What is already known on this topic?
Dengue outbreaks occur sporadically in many of the Pacific Island countries and territories. Over the past 4 decades, short-lived and often explosive dengue outbreaks have been reported. Dengue has not been reported in Kosrae State, Federated States of Micronesia, since 1998.
What is added by this report?
A dengue outbreak occurred in Kosrae State during September 2012–March 2013, in which 11% and 4% of the population met the case definition for suspected dengue and were hospitalized, respectively. Notable consequences of the outbreak included a substantial drain on a range of medical and public health services, including outpatient, inpatient and laboratory services, which resulted in redirection of limited human and material resources from other important medical and public health activities.
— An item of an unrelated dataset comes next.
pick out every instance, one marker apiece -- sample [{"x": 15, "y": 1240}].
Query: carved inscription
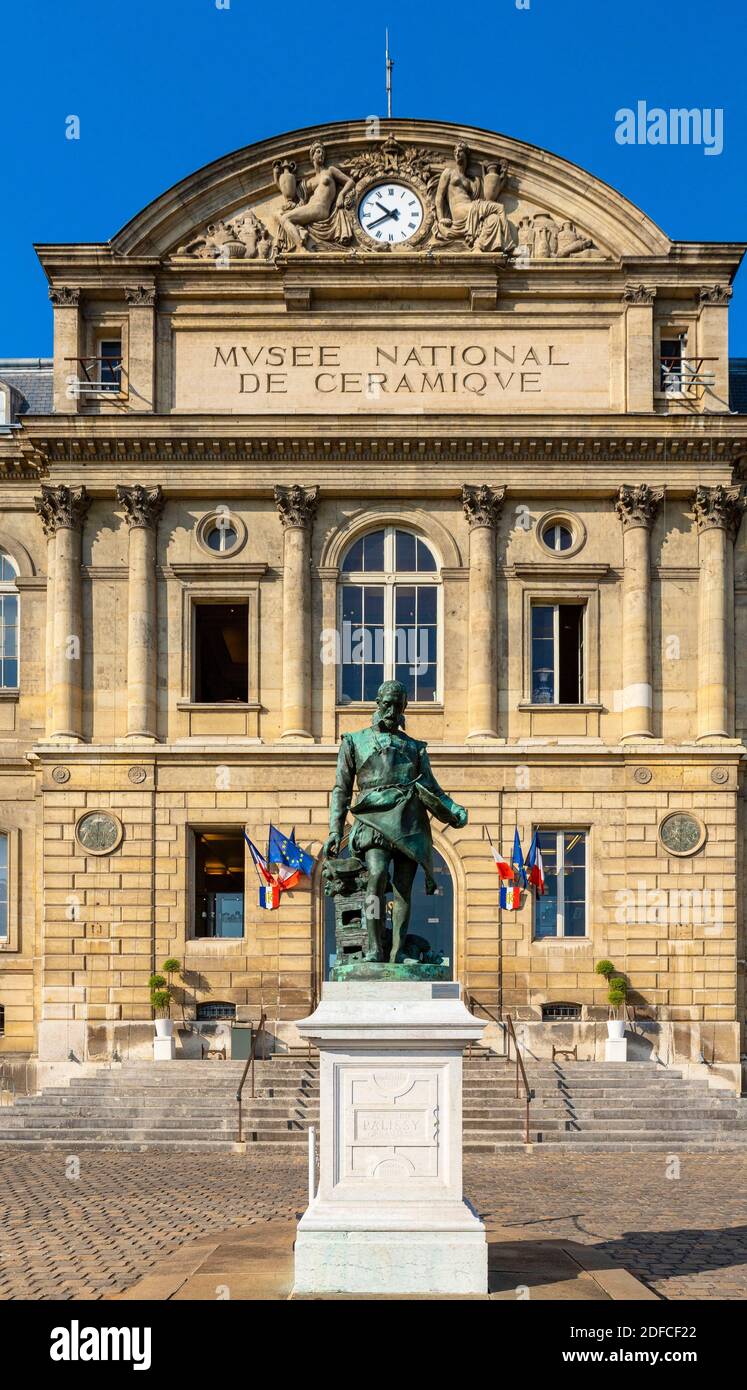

What are the implications for public health practice?
Because the health consequences can be substantial in these resource-limited settings, Pacific Island nations might consider planning for future dengue outbreaks by enhancing surveillance activities, ensuring laboratory testing capacity, and developing and testing outbreak response contingency plans.
Alternate Text: The figure above shows the number of suspected dengue cases (n = 728), by rapid diagnostic test (RDT) result and week of clinic visit in Kosrae State, Federated States of Micronesia during 2012-2013. Of 728 patients tested by RDT, 206 (28.3%) had positive results.
* Per 1,000 population
Alternate Text: The figure above shows the number (n = 728) and rate of suspected dengue cases, by age group and rapid diagnostic test (RDT) result in Kosrae State, Federated States of Micronesia during 2012-2013. The persons most affected by the dengue outbreak were aged 15-39 years. The 20-24 year age group had the high¬est suspected dengue case rate at 171.5 per 1,000 population; the 35-39 year age group had the highest RDT-positive dengue case rate at 83.6 per 1,000 population. The least affected age group was 0-4 years (62.7 suspected and 1.3 RDT-positive cases per 1,000 population, respectively).
Abbreviation: WHO = World Health Organization.
Alternate Text: The figure above shows the number of suspected dengue cases (n = 728) and hospitalizations, by week of clinic visit in Kosrae State, Federated States of Micronesia during 2012-2013. The dengue clinical management and World Health Organization classification and triage workshops were conducted on October 25, 2012, and corresponded to a substantial decrease in the rate of hospitalizations, from 59.5% in the 2 weeks before the workshops to 24.6% in the 2 weeks after the workshops.